Will Thomas competed in men’s swimming on UPenn’s collegiate team for three years.
This year, Thomas adopted a new name, “Lia,” and is breaking women’s records as a competitor on UPenn’s women’s swim team.
According to Swim Swam, on November 20th, Thomas “blasted the number one 200 free time and the second-fastest 500 free time in the nation…breaking Penn program records in both events” and also “swept the 100-200-500 free individual events and contributed to the first-place 400 free relay in a tri-meet against Princeton and Cornell.”
Thomas crushed the other female swimmers from both UPenn’s team and their competitors, beating their times by several seconds.
Yet, Thomas told Penn Today, “Being trans has not affected my ability to do this sport and being able to continue is very rewarding.” Thomas is also a co-chair of the “Penn Non-Cis” group and helped lead the effort to create a “Penn-specific trans-inclusive language guide.”
Identifying as transgender may not affect the personal skill level of Thomas as an individual swimmer, but it’s clear that Thomas’s participation on a women’s team is negatively impacting other female athletes on UPenn’s team and their competitors’ teams.
Emily Kreps with PA Family was a collegiate swimmer, and she wrote about the importance of protecting women’s sports for Broad + Liberty:
“In my freshman year as an NCAA Division III athlete, there were 24 female swimmers and 18 men swimming the mile. Any one of our male distance swimmers would have been faster than all of the women had they identified as a woman. Considering the limited space on these teams, the question becomes, how many women who want to compete should we effectively ban from high school and college sports to make room for trangendered women?
If biological men who identify as women are allowed to compete as women in sports, there is no way to know how many women will be shut out of the life-improving opportunity that being a student athlete is. Opportunities to gain leadership skills, have diverse experiences and conquer difficult challenges. Opportunities that prepare them to lead companies, run for office, and start businesses. Ninety four percent of female CEOs played competitive sports.
Women deserve a fair playing field. We fought for that right for decades. The science proves what we already know, that biological males have greater bone density, muscle mass, and cardiovascular capacity than women. These advantages continue even after men who identify as women choose to undergo hormone treatment. Most women won’t stand a chance if biological men are allowed to compete with them.”

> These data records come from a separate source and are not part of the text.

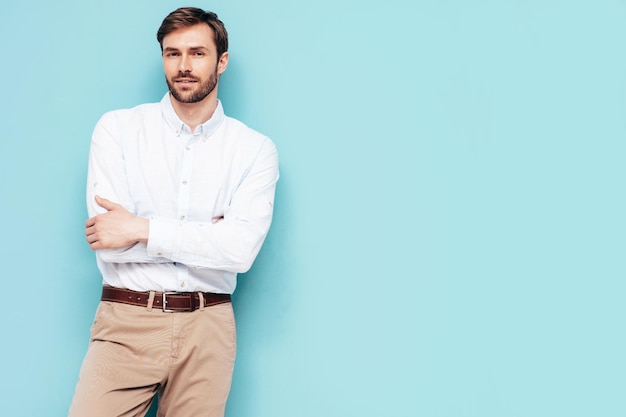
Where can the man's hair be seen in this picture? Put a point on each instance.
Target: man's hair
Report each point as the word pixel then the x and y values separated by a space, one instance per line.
pixel 185 17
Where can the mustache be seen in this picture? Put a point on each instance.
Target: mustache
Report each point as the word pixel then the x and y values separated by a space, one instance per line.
pixel 185 76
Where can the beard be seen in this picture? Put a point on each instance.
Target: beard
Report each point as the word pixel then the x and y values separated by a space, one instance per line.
pixel 193 93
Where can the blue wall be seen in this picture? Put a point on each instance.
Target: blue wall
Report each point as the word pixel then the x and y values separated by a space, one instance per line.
pixel 449 229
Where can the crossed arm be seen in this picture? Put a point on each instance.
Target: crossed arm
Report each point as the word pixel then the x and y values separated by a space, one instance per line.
pixel 116 228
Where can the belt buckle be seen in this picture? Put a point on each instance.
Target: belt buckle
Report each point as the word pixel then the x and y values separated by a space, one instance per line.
pixel 167 310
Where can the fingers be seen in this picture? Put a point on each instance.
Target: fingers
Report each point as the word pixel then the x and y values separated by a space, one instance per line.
pixel 107 204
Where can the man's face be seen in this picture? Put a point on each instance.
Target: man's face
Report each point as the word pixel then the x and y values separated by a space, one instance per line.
pixel 191 64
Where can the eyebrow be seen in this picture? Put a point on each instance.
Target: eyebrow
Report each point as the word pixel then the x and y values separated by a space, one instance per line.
pixel 193 48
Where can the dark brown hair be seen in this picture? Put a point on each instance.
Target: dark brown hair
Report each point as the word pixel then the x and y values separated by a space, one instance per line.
pixel 185 17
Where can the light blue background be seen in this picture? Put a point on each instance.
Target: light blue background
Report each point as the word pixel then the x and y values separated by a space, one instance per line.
pixel 449 233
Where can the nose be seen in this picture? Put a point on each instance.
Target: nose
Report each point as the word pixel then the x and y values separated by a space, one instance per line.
pixel 184 65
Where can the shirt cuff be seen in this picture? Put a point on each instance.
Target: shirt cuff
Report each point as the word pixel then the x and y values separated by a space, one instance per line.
pixel 162 237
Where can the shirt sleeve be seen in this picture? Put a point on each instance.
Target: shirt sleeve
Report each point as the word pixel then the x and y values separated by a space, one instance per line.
pixel 106 177
pixel 233 243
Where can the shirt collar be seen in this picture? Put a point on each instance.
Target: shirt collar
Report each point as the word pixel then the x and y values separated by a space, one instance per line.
pixel 206 129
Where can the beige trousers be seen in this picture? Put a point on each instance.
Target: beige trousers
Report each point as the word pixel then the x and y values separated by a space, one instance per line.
pixel 137 352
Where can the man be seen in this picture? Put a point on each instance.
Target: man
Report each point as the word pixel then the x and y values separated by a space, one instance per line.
pixel 180 199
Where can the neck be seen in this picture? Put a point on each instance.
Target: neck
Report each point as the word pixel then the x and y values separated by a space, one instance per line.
pixel 194 114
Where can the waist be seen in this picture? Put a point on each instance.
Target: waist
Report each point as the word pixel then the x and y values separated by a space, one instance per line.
pixel 166 276
pixel 167 301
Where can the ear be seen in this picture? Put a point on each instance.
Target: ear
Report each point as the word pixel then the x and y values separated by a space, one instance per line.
pixel 222 63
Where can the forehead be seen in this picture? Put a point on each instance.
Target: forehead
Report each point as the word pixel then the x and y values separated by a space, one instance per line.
pixel 196 36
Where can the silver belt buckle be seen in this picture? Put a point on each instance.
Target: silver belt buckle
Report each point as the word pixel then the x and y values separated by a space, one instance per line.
pixel 167 310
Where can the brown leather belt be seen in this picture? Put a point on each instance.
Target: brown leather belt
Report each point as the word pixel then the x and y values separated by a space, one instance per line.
pixel 167 301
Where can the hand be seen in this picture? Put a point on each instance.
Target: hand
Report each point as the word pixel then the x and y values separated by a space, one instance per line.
pixel 117 228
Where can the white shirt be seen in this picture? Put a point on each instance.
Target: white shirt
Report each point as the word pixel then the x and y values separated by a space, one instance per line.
pixel 148 160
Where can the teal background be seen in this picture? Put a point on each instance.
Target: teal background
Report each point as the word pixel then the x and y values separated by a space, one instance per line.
pixel 449 231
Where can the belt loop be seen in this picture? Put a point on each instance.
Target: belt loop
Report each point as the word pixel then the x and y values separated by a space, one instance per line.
pixel 150 301
pixel 201 296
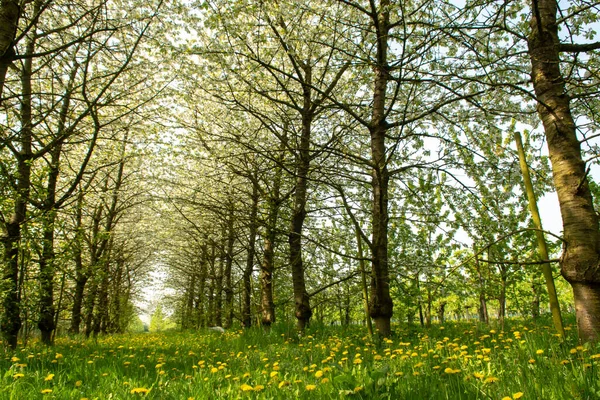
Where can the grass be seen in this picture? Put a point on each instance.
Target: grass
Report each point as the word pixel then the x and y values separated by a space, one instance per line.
pixel 454 361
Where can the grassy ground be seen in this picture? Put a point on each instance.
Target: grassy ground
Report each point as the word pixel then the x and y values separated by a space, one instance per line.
pixel 454 361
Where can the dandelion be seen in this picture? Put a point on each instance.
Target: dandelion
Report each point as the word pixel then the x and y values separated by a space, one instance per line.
pixel 139 391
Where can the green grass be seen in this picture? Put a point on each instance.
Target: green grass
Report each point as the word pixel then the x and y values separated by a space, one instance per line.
pixel 456 361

Simply put, what’s happening to female athletes here in Pennsylvania and specifically at UPenn is exactly why Pennsylvania needs to pass the Fairness In Women’s Sports Act, HB 972. Identities don’t play sports – bodies do.
Forcing girls to compete against boys removes equal opportunities, crushes female records, and robs young women of chances at scholarships and awards. We’re already seeing this at UPenn, and almost half of the country has already recognized the need for this type of legislation. Similar laws already exist in Alabama, Arkansas, Florida, Idaho, Montana, Mississippi, Tennessee, Texas, and West Virginia. Currently, 14 states in addition to Pennsylvania are considering proposed bills of a similar nature.